Jeni asked a question that's been on my mind ever since I heard it. She asked anyone reading her blog to consider writing a piece detailing what they would do if they only had one year to live. (Jeni has been told that, in all likelihood, she has less time than this.) I've read many of the responses that were posted in the weeks that followed, and I've been holding this question close to my heart. The truth is, I don't think it's a question that anyone can really answer until it's real. I have no idea what I would do or think or feel if I knew that my time was so limited.

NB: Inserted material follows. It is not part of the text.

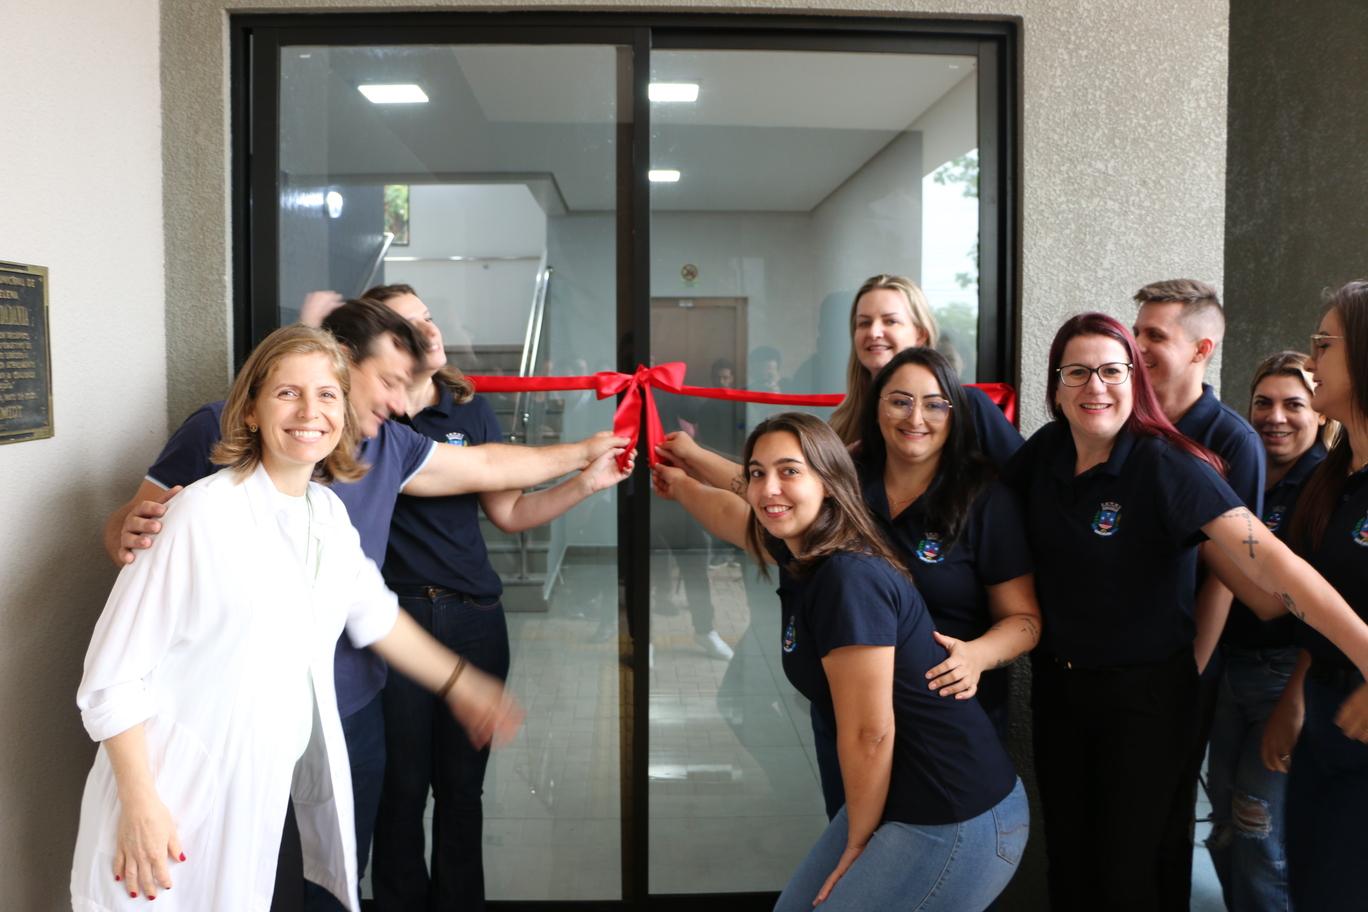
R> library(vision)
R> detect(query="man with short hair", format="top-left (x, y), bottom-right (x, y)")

I do, however, know what I would hope for. I would hope that I would shed every bit of non-essential baggage in my life so that what remains is simple and good. I would hope that love would be the motivator behind every decision and movement in my days. I would hope that I would be fearlessly devoted to the things that are important to me and that I would find the courage to be exactly where I am. I would hope that I would listen with sensitivity to God and to the people who are close to me, and I would want to choose my words so that they would leave behind a wake of blessing and hope. So what prevents me from doing all of that right now, apart from a death sentence? Nothing, really.
In this moment I want to have the courage to be Jeni, holding all of my love in the palms of my open hands. I am speaking a blessing to anyone who is reading these words. Thank you for your presence here, and for listening to this little story. I hope you will be Jeni too for a moment, maybe long enough to correct the course of your life just a tiny bit in the direction of goodness and love.